And that's the graphics for the above (some sin(x)..cos(x) alike kernel components it manages to reconstruct) image

lostmsu commented 3 years ago

@pkese my F# is a bit rusty, but I believe member _.logKernel = Float32Tensor.zeros(...) defines a property with a getter, whose body is right side of =. E.g. your code invokes Float32Tensor.zeros every time .logKernel is accessed, thereby creating a new tensor.

pkese commented 3 years ago

Of course 🤦‍♂️. Thanks.

Sorry everyone for my ignorance.

pkese commented 3 years ago

Now this keeps chasing me...

Funny, how I managed to write code in F# for several years without ever getting bitten by this inconsistency in my mental model.

I was diligently writing explicit getters member _.x with get () = ... when I expected code to get evaluated each time.

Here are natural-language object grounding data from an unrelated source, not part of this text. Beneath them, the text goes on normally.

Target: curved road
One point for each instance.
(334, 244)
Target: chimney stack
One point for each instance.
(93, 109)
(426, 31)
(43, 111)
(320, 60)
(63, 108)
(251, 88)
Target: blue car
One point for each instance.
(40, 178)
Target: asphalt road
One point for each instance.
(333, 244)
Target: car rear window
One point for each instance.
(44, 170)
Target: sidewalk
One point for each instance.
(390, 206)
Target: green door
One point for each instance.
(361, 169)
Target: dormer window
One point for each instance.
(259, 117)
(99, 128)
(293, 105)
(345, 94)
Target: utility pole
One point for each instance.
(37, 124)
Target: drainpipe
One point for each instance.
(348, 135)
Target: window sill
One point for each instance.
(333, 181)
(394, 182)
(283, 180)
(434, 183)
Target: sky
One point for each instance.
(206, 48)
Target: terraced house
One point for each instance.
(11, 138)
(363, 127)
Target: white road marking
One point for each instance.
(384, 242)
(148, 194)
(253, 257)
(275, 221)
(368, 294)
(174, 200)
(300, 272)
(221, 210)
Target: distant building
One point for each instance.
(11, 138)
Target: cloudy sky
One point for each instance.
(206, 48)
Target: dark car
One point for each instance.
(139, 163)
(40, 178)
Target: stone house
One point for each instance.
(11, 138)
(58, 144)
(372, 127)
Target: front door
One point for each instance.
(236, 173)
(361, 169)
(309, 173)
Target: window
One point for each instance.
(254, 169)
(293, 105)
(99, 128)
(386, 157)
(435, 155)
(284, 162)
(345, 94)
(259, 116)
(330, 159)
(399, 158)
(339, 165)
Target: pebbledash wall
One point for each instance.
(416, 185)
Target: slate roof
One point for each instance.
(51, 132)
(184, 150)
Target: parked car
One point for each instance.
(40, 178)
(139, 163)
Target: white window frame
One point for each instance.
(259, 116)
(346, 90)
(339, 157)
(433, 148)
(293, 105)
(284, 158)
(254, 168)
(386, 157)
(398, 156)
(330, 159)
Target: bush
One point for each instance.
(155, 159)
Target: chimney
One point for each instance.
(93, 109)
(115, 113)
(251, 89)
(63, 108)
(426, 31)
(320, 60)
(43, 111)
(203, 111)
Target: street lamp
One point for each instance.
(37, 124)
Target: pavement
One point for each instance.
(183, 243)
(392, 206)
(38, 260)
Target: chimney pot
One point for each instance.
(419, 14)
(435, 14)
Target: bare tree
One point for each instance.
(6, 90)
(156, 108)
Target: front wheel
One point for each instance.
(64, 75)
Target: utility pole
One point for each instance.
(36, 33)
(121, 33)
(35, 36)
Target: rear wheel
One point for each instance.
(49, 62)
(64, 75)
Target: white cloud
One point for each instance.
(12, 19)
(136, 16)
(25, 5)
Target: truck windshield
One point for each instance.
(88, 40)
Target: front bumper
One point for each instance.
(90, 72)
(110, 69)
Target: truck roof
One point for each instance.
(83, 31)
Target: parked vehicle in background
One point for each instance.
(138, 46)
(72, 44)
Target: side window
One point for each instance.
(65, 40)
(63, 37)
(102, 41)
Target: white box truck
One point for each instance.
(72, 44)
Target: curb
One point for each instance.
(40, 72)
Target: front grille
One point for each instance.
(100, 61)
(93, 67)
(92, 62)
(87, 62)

On the other hand, I don't often write classes in F# and if the rest of the code was purely functionally, then the result was reproducibly correct.

lostmsu commented 3 years ago

@pkese do a global search on your projects directory for regex pattern matching this code. E.g. something like member\ +[a-z_]+\.[a-zA-Z_0-9]+\ *\=. Should ease it a bit or make your hair stand 😄

pkese commented 3 years ago

@lostmsu Ha ha -- I should totally do that :smile: :smile: :smile:

pkese commented 3 years ago

@NiklasGustafsson

Thanks. I'm really looking forward for your new additions to land ... I'm using tensor.copy_(...) in my Python code for directly manipulating weights (normalizing some vectors) after each backward step. So it's wonderful that this got included in TorchSharp too.

Any chance of adding xlogy as well (I think they just implemented it in 8.0)?

NiklasGustafsson commented 3 years ago

@pkese, xlogy() should already be available. I remember adding that a while back.

pkese commented 3 years ago

Oh, indeed there is. I just didn't notice it. Thanks.